Of course, any methodology must recognise that each investigation will be different depending on the facts and circumstances of the suspected offence and the investigations need to be tailored accordingly.

 

Question Five

What is the final cost of the switching survey?

Answer:

Fully loaded staff costs including salaries, an allowance for salary on-costs, property and overheads is $0.320.7M. Direct salary costs were $0.238.7M. Travel costs amount to $600.00.

 

Question Six

What is the final cost of the shadow shopping exercise?

Answer:

ASIC's shadow shopping exercise is in progress and is yet not complete. We therefore cannot respond to this question at this point in time. When the exercise is complete a list of costings can be made available to the committee.

 

Question Seven

Were any accountants included in the switching surveillance?

Answer:

Yes.

1.     Some of the authorised representatives of AFSLees are accountants and in some cases the surveillance looked beyond their conduct as authorised representatives into their conduct as accountants outside the scope of their AFSL authorisation.
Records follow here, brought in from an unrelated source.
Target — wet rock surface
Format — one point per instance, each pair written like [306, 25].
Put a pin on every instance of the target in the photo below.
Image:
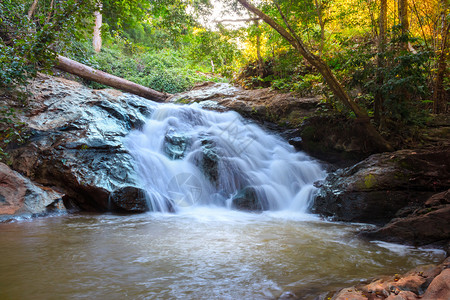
[77, 140]
[247, 200]
[427, 224]
[129, 199]
[331, 138]
[425, 282]
[19, 196]
[384, 186]
[263, 105]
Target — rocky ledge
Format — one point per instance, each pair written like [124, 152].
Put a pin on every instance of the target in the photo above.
[425, 282]
[76, 145]
[21, 197]
[404, 191]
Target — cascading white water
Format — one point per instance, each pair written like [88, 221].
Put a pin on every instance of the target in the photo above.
[188, 156]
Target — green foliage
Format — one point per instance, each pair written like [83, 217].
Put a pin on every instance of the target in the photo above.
[27, 46]
[404, 82]
[166, 70]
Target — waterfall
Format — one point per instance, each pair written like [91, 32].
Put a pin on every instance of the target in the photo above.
[187, 156]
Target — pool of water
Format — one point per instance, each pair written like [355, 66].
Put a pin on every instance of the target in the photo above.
[199, 253]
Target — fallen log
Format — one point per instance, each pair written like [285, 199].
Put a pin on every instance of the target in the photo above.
[70, 66]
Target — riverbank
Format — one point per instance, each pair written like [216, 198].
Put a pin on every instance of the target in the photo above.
[75, 153]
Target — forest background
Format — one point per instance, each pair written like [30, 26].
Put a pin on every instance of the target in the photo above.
[391, 56]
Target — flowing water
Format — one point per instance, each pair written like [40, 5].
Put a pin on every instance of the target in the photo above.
[194, 162]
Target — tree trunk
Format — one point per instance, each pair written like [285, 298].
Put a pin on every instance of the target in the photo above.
[258, 50]
[322, 25]
[439, 93]
[327, 74]
[381, 48]
[76, 68]
[97, 38]
[404, 23]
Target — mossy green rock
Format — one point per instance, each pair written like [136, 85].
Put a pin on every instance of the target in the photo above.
[375, 189]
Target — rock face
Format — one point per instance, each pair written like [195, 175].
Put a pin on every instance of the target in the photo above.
[427, 224]
[384, 186]
[247, 199]
[77, 141]
[129, 199]
[330, 138]
[19, 196]
[428, 282]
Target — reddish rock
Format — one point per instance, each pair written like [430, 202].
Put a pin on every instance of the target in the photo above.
[427, 282]
[426, 225]
[384, 186]
[18, 195]
[439, 287]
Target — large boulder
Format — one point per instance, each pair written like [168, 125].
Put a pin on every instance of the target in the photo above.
[264, 105]
[247, 200]
[19, 196]
[77, 140]
[425, 282]
[384, 186]
[129, 199]
[426, 225]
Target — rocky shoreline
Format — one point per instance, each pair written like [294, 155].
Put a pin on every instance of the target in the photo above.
[75, 160]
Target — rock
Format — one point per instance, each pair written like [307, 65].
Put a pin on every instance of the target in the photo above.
[261, 104]
[77, 140]
[429, 282]
[334, 139]
[439, 287]
[247, 199]
[175, 145]
[19, 196]
[427, 225]
[375, 189]
[129, 199]
[210, 160]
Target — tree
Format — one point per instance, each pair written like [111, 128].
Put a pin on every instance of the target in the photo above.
[439, 93]
[97, 38]
[290, 35]
[381, 48]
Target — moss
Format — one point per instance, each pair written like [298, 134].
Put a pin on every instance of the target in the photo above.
[183, 101]
[369, 181]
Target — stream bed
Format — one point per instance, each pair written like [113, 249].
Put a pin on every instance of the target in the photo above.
[198, 253]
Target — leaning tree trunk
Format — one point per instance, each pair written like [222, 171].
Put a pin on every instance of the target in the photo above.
[76, 68]
[325, 71]
[439, 93]
[97, 38]
[381, 48]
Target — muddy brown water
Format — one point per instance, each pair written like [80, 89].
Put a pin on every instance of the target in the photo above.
[200, 253]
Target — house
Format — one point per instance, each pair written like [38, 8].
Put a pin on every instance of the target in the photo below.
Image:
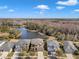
[52, 46]
[69, 47]
[37, 44]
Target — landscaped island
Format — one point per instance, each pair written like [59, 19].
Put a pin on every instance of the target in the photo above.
[59, 39]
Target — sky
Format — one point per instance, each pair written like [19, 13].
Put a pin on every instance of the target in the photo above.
[39, 8]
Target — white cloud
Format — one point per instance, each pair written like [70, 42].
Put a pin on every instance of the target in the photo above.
[42, 7]
[76, 10]
[11, 10]
[60, 7]
[3, 7]
[68, 3]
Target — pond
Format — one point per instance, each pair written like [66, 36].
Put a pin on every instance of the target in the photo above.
[25, 34]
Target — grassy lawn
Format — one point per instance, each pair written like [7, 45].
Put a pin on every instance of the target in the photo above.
[10, 54]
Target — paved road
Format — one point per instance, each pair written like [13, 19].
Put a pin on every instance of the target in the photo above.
[40, 55]
[69, 56]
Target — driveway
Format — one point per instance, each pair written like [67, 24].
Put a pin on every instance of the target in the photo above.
[69, 56]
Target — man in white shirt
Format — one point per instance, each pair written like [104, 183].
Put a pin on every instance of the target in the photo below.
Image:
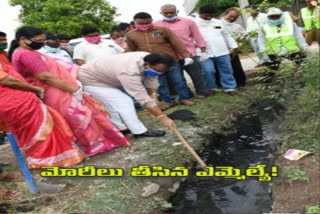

One particular issue that arose is whether proper disclosure was being made to clients about which 'hat' the adviser was wearing, particularly when advising on SMSFs. Another issue was the risk management procedures of AFSLees in relation to their liability when an authorised representative acted outside the scope of their authority.

2.     Three discrete surveillances were conducted on accounting firms providing advice and administration services for SMSFs. One is ongoing.

 

Question Eight

Super calculators – do you take actuarial advice here about what is ok?

Answer:

Yes, ASIC takes actuarial advice in relation to superannuation calculators.

 

Question Nine

Audit independence, what have been the issues raised across the sector?

Answer:

The suggested areas for improvement in our report were:

Most firms did not have a central register of independence queries and breaches

 

Question Ten

Does ASIC share the view of the Financial Reporting Council, that Audit Independence guidelines in Australia may be overly prescriptive?

Answer:

The findings in our report were that all firms had generally adequate systems and processes in place and we did not identify any breaches of the Corporations Act.

We did suggest areas for improvement and our approach was to articulate to the firms where they could improve but we were not prescriptive about how they achieve these improvements - this is a matter for each firm to consider in the context of its own local and global systems, structure, and resources.